There is also a (weak) philosophical argument that irreversibilty should overcome the usual effect of time-discounting. No doubt this will be a topic addressed by Oxford moral philosopher, John Broome, who is to be a lead author of WG3.
But Table 12.4 might be a double-edged sword. The IPCC has given full rein to its penchant for sweeping and unusual definitions. Thus, TFE.5 says:
“Abrupt climate change is defined in AR5 as a large-scale change in the climate system that takes place over a few decades or less, persists (or is anticipated to persist) for at least a few decades, and causes substantial disruptions in human and natural systems.”
A change is said to be irreversible if the recovery timescale from this state due to natural processes is significantly longer than the time it takes for the system to reach this perturbed state.
“A few decades” is apparently capable of relating to each phase in a long-term process, because, for example, it does not omit the near-complete disintegration of the Greenland ice sheet. “Or less” covers things that take place instantaneously. So the occurrence time element seems to be a red herring.
The persistence time element won’t exclude much either, as the ‘commitment’ concept assumes the continuance of any damaging impact. “Large-scale change” only allows small regional effects to fall outside the ambit of the definition.
So, by and large, this Table 12.4 should include every expected large-scale change in the climate system that “causes substantial disruptions in human and natural systems”. If a feared impact is not mentioned in the table, it is reasonable to conclude that the IPCC does not expect that its “disruption” potential is “substantial”.

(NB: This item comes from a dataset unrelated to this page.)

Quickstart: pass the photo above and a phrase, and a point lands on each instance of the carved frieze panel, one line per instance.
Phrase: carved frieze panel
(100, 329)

‘Abrupt climate change’, as defined, is a useful concept.
Lukewarmers (the majority of skeptics) do not generally hold dogmatic views that anthropogenic global warming (AGW) could never cause small-scale or medium-term changes capable of causing minor disruptions in existing systems. Where they differ from the IPCC is in disagreeing that any such disruptions would be “substantial”. This is usually expressed by saying that skeptics don’t believe in catastrophic (CAGW) or dangerous (DAGW) warming.
With the introduction of these innovative definitions, the lexicon can be re-framed. “Skeptics don’t accept that fossil fuel usage gives rise to any realistic or actionable threat of Abrupt Climate Change (ACC)” is a statement that even the mainstream media might come to understand.
The items missing from Table 12.4 are like Sherlock Holmes’ “curious incident of the dog in the night-time”. They are not even “exceptionally unlikely” or “low confidence” possibilities. They just don’t exist as real threats.
Few of the large number of previously accused items are expected by the IPCC to cause “substantial disruption”. Some excluded favourites are:
• persistent tornadoes or flooding or hurricanes (only droughts make the cut);
• non-ice-fed (thermic) sea level rise;
• productivity of food-producing land;
• spread of vector diseases;
• stoppage of Gulfstream flow;
• climate migration and warfare;
• melting of Antarctic sea ice;
• melting of the East Antarctic ice-sheet;
• interference with thermohaline circulation; and
• large-scale species extinction.
And the other good news is that every one of the “substantial disruption” possibilities are seen as “unlikely” by the IPCC except* Arctic Sea Ice melting. This is mainly positive in opening up new sea lanes – while albedo effects have low significance in a slow-warming world.
(*The low-confidence possibility of “permafrost carbon release” has been rendered toothless by its definition as ‘a net source of emissions’. I thought it already was.)
So, now remind me: why do some see AGW as ‘the greatest moral challenge of our times’?